The patient was admitted to the paediatric intensive care unit for further investigation and treatment. He was given a 6 mL/kg bolus for the first hour of intravenous (IV) treatment initially, which was reduced to 250 mL/h of 0.9% saline as per the institution’s DKA protocol. The initial fluid bolus was below current recommendations for HHS because the patient’s weight was initially underestimated by approximately 30 kg. Furthermore, due to his normal blood pressure and obesity, his level of dehydration was also initially underestimated. The patient’s lack of hypotension at presentation was likely due to pre-existing hypertension, which was unmasked and sustained after appropriate rehydration. The patient developed cardiac arrhythmia secondary to hyperkalemia 3 h after IV fluids were initiated. Insulin infusion was started to treat hyperkalemia at 0.03 units/kg/h with dextrose added to the IV fluids. Within the first 12 h of treatment, he developed status epilipticus and required intubation and ventilation. Additional acute complications within the first two days of treatment included severe hypernatremia (peak level 181 mEq/L), acute renal failure, rhabdomyolysis, hypertension and pancreatitis. Computed tomography and magnetic resonance imaging of the patient’s brain were normal, with no indication of cerebral edema or thrombosis. IV fluids and insulin infusion were titrated to slowly bring serum glucose and sodium levels into the normal range.

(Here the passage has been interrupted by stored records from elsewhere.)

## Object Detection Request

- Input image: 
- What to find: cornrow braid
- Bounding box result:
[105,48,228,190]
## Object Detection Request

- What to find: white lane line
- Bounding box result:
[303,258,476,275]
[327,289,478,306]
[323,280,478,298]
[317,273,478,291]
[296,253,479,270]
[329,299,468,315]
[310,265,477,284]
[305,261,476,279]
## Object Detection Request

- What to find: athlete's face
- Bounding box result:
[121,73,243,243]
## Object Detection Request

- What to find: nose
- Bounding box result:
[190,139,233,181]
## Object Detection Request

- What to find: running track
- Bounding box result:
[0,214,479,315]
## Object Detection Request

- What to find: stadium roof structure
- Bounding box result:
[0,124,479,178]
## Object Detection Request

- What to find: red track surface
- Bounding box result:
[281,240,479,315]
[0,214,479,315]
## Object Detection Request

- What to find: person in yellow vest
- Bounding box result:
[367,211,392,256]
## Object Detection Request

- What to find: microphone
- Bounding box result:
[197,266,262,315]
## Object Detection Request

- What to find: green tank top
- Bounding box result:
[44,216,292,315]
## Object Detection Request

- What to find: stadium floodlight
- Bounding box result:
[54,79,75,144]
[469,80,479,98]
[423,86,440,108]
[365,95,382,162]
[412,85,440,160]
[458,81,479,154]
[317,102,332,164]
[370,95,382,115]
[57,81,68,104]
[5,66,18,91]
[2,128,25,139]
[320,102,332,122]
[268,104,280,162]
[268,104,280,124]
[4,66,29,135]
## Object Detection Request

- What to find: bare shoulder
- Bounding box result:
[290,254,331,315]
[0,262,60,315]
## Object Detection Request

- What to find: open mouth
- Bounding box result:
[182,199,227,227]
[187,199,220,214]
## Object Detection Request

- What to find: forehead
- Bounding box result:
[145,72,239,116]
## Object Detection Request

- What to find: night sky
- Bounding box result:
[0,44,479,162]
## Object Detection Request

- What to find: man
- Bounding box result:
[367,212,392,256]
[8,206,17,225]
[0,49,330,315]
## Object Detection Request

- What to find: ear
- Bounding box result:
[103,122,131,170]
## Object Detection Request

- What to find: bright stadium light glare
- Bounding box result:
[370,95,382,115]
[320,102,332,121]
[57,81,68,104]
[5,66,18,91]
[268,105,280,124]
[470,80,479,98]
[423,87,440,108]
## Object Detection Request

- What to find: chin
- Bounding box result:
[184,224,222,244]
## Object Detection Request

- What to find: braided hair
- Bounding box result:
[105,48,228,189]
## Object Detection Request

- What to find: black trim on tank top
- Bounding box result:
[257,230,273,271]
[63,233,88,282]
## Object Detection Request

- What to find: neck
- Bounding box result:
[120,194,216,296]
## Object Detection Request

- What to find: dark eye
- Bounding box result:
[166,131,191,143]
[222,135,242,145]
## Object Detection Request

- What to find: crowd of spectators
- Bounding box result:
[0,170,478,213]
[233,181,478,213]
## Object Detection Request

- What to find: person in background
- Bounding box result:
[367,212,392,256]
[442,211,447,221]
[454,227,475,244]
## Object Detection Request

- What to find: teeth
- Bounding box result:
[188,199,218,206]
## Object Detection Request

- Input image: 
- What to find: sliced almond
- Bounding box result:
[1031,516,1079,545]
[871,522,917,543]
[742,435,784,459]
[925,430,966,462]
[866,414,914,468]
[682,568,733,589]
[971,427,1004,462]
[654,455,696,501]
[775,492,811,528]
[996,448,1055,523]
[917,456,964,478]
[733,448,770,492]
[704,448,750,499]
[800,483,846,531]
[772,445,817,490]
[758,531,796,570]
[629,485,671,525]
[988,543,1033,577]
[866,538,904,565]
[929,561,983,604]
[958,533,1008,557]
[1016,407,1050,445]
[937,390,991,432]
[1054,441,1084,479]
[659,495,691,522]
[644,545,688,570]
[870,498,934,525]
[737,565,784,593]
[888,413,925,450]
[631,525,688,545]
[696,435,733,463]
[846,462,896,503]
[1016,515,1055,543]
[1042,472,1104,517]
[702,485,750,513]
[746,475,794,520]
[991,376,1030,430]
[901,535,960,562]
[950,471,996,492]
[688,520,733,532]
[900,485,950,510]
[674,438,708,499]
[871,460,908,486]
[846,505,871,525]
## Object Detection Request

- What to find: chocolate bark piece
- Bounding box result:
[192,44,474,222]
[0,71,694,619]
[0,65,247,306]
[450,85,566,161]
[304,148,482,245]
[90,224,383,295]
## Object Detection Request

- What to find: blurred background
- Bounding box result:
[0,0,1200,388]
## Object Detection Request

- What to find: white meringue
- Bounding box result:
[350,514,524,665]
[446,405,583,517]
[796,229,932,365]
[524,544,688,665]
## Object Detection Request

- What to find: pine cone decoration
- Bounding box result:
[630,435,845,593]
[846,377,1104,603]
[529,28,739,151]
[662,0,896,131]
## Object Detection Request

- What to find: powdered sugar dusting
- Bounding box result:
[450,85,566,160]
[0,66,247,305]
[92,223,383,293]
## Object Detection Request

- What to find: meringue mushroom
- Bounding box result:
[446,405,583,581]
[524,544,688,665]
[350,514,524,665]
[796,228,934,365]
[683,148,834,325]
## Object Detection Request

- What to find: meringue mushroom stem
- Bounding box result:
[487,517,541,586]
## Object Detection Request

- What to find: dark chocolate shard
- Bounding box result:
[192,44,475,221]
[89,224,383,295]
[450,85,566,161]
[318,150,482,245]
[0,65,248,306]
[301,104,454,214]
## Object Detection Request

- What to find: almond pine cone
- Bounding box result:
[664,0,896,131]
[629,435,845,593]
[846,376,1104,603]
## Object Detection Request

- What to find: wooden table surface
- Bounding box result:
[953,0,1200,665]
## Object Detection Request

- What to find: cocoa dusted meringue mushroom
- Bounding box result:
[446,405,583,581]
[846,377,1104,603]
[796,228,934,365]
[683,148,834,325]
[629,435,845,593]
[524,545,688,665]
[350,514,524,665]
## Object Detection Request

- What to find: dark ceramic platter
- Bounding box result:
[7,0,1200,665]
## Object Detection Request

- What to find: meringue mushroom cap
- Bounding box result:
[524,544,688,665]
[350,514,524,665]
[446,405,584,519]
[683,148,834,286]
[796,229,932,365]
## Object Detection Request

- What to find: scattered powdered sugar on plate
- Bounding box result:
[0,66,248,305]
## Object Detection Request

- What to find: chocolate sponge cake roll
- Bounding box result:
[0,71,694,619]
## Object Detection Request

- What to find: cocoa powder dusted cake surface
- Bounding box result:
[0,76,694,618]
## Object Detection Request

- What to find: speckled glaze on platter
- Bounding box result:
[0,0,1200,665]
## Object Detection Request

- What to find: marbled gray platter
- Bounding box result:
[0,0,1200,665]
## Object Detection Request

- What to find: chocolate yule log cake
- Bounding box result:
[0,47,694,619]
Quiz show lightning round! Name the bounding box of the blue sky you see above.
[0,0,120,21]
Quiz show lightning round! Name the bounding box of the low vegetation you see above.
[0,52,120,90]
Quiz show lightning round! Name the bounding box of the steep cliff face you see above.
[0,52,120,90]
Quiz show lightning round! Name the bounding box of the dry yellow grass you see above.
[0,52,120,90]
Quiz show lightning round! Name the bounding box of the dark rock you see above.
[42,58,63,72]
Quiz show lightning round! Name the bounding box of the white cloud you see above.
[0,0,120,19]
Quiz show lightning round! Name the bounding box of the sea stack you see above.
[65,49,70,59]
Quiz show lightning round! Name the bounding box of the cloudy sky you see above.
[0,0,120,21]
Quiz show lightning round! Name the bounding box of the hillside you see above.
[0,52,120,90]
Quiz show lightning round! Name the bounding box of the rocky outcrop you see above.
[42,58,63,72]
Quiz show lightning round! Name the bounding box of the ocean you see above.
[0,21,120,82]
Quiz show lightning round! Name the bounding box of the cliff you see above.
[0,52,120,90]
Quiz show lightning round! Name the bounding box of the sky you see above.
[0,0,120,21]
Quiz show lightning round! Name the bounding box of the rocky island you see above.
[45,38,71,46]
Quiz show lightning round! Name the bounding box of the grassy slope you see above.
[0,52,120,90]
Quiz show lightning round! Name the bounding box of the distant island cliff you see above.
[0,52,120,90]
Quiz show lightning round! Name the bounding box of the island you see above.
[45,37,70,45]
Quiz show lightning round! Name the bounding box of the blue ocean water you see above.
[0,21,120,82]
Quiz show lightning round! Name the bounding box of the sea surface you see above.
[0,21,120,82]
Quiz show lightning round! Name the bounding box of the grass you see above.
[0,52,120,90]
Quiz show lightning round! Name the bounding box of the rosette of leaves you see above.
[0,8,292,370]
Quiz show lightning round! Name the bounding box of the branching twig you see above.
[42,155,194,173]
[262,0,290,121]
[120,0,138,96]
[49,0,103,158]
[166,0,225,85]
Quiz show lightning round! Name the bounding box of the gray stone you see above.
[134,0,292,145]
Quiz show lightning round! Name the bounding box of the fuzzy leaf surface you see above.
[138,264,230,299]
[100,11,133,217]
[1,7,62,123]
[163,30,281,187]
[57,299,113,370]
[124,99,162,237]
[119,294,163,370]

The patient’s seizures resolved on the second day of admission, he was then extubated on the fourth day of admission and transferred out of the intensive care unit. The patient was significantly deconditioned and required 35 days of rehabilitation before discharge from hospital. Initially, he was not able to ambulate without assistance, but was able to do so independently at discharge. His current medications include subcutaneous insulin, metformin and fosinopril. In follow-up, the patient has returned to his previous level of cognitive functioning. To date, he has been nonadherent to his diabetes management and remains hypertensive.